The third EMA / 9sight Big Data Survey was conducted in late 2014, with the results published in April 2015. Beyond Big Data itself, the survey also addressed the concepts of data lake, data driven and the Internet of Things, providing a comprehensive view of the state of thinking in the broadest definition of Big Data from 351 respondents.
Since its inception, the concept of “big data” has been widely associated with a single data management platform—Hadoop. This connection may be due to the popularity of the use of the Hadoop platform to store and process large amounts of multi-structured data. However, Hadoop is not the only answer to the question of “what is big data?”

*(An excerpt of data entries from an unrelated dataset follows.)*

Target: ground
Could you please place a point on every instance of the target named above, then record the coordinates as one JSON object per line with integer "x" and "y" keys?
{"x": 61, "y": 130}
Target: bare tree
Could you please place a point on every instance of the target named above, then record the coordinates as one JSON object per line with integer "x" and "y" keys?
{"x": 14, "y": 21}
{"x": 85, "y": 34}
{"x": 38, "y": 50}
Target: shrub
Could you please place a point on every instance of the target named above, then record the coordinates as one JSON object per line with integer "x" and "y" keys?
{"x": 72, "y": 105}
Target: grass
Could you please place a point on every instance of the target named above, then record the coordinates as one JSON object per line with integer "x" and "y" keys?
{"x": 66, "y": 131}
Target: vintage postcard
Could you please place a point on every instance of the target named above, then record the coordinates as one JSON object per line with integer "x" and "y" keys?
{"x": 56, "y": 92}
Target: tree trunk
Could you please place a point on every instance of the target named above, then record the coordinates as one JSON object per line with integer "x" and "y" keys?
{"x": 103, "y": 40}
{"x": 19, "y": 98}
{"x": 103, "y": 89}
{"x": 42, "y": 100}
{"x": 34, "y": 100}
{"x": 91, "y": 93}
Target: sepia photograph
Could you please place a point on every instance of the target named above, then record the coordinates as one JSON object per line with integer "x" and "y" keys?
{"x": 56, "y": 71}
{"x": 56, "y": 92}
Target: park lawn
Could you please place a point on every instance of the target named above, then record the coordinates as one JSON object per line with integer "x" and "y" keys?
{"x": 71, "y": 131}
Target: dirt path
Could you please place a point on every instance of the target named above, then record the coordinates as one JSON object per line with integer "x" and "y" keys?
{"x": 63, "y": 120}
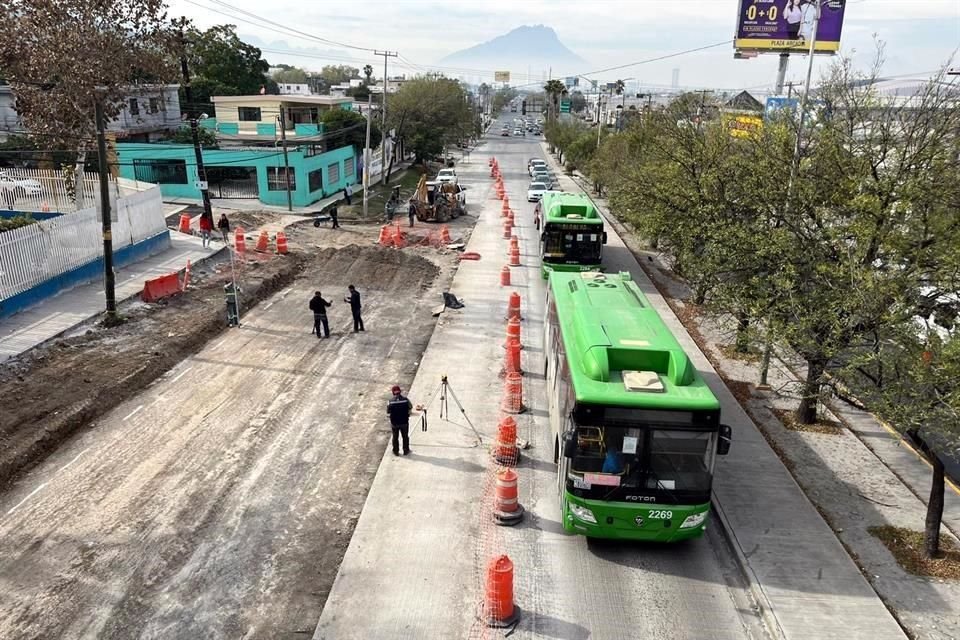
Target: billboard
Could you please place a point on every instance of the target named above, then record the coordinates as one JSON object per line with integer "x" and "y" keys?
{"x": 779, "y": 26}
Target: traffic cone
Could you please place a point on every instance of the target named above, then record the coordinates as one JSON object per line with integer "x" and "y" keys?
{"x": 263, "y": 241}
{"x": 507, "y": 510}
{"x": 498, "y": 606}
{"x": 505, "y": 450}
{"x": 512, "y": 394}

As was explored in the inaugural EMA/9sight survey in 2012, big data is both a way to look at new sources of data and how organizations place that information under management. Big data has attracted a wide range of application innovators as well as many protesters against the dominance of relational databases and data warehouses. The EMA/9sight surveys use a deliberately broad definition of big data to inspire end users to think beyond the box of Hadoop. The survey explores the wide range of ways in which non-traditional data, often in combination with more traditional types, has enabled new or improved business processes. As was established in previous studies in 2012 and 2013 and again in 2014, big data offers a wide range of possibilities, but the name “big data” itself keeps media and industry eyes focused on size as the defining feature.
With the 2015 report, these previous observations continue to hold true. However, there is an evolving market in which size is not everything, and speed, in all its aspects, has grown in importance for respondents. Furthermore, respondents continue to include a wide range of data structures, from highly irregular to strongly modeled, within the scope of their projects. This refocusing of implementers’ attention on speed and structure reduces overall growth in big data by some measures and requires EMA/9sight to explore how consideration of speed and structure are changing market dynamics. The 2014 survey also included investigations into the highly visible topics of data-driven cultures, the Internet of Things, and data lake architectures.
Relating to data-driven cultures, respondents with larger percentages of big data in their organizations were also more likely to have adopted data-driven strategies and vice versa. In addition, there will be significant growth in the area of workforce access to data-driven initiatives over the next year.
If any term eclipsed big data in attention and hype in 2014, it must have been Internet of Things (IoT) or one of its synonyms, such as Internet of Everything or Industrial Internet of Things. Suddenly, it seemed that IoT was the acronym on everybody’s lips, as predictions of enormous growth and high economic impact have become commonplace. However, the devices themselves are only one side of the equation. On the other side are the data delivered to the enterprise and the analytics required to understand its significance—topics of key importance to survey respondents.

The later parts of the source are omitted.